Since it launched near the end of last year, gamers have been comparing the Epic Games Store to Steam. Notwithstanding the conversations that centered on how each storefront would pay developers, the average gamer was more concerned about features that many felt should have existed on the platform at launch.
Due to its long, long life, Valve’s Steam platform boasts a plethora of features that most gamers expect other stores to have at launch. While it’s true that Steam took a while to add things like user reviews, wishlists, tag supports, and a shopping cart, the logic goes that since it exists on Steam, other companies should know these are things people want.
Although they are going a different direction than Steam, it didn’t take long for Epic to announce plans for user reviews. Where Steam users can openly review any game uploaded to the platform, Epic plans on letting developers opt in to reviews, meaning devs that don’t want their game to be reviewed don’t have to enable the feature.
Of course, reviews aren’t the only things users have asked for. The good news is that Epic has plans for a lot of new features. The less good news is that some of them may take a while.
The company shared their plans for the Epic Game store via a roadmap on a public Trello board. The board is divided into five main sections, «Recently Shipped Features», «Near Term (1-3 Months)», «Mid Term (4-6 Months)», «Long Term (> 6 Months)», and «Date TBD».
Near Term items include features like a store page redesign and the ability to search games by genre and tag.
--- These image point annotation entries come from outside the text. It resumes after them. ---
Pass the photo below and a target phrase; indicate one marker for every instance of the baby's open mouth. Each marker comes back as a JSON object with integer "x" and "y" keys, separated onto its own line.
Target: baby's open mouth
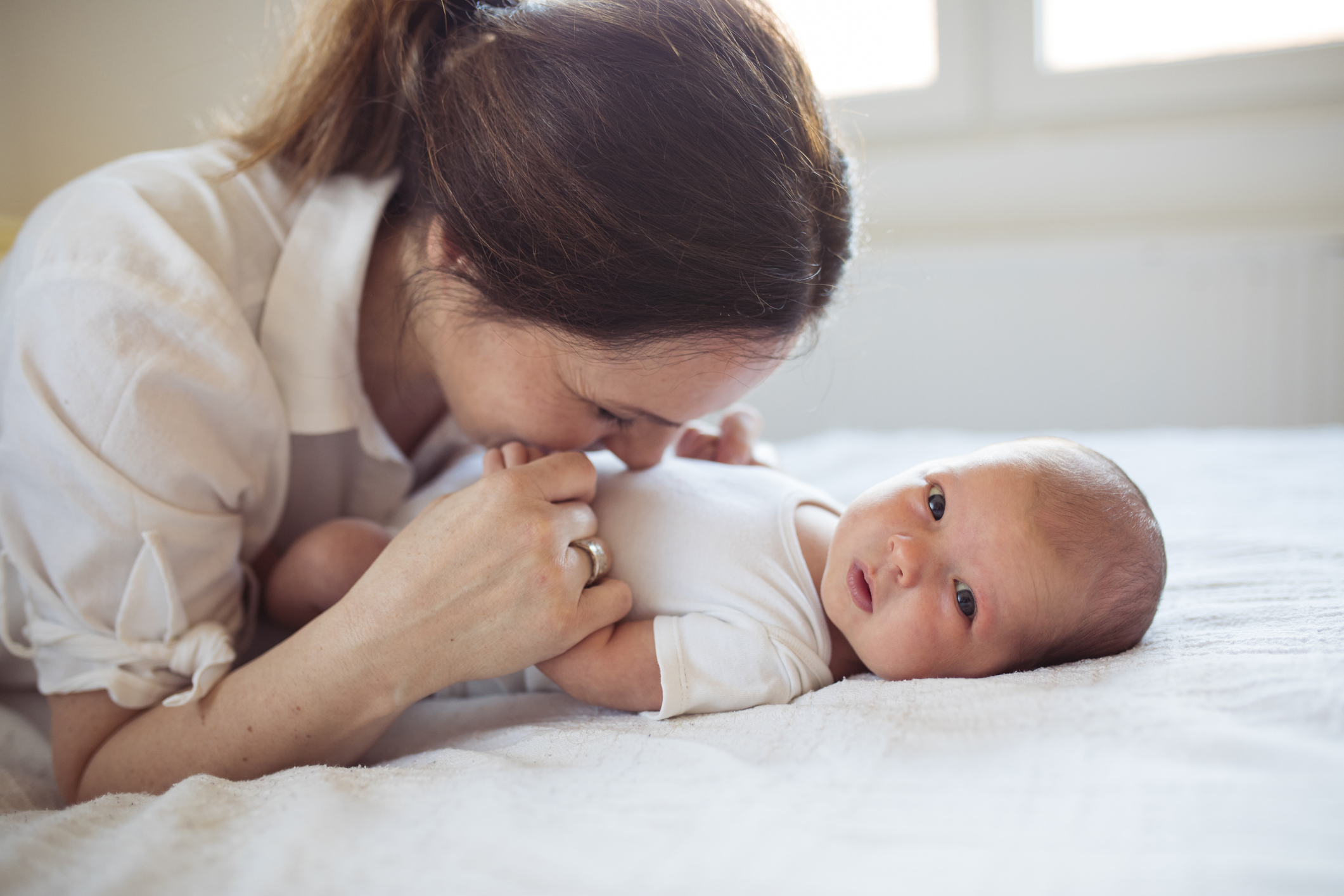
{"x": 859, "y": 589}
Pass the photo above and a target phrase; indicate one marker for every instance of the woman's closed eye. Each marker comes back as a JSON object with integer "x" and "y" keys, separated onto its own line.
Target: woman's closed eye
{"x": 608, "y": 417}
{"x": 937, "y": 501}
{"x": 965, "y": 601}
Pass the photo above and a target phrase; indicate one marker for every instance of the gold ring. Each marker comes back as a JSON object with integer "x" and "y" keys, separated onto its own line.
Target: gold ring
{"x": 598, "y": 555}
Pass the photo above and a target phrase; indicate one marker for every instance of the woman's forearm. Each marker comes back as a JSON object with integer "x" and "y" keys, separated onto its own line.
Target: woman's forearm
{"x": 315, "y": 699}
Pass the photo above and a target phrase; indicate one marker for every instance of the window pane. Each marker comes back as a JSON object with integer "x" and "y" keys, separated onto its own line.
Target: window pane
{"x": 866, "y": 46}
{"x": 1077, "y": 35}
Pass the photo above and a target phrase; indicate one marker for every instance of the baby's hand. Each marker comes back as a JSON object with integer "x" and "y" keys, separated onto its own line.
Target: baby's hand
{"x": 730, "y": 442}
{"x": 509, "y": 456}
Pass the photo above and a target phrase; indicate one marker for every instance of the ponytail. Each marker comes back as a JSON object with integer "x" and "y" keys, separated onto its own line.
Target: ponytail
{"x": 350, "y": 85}
{"x": 621, "y": 171}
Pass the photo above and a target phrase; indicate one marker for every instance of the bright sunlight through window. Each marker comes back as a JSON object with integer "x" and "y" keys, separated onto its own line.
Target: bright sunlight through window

Cloud saves and store video hosting are also on the list.
Mid Term goals include adding mod support for games, the addition of wishlists, and adding new currencies.
Those hoping for a shopping cart are going to have a longer wait, as it’s one of the four features in the long term section.
Gifting is a good ways out, too, so far out, in fact, that it’s categorized with Korean game releases in the TBD section.
All in all, it looks like Epic has pretty solid plans for the service. Players should probably be wary of expecting everything exactly when it’s listed on the roadmap, though. We all know how this kind of stuff works out.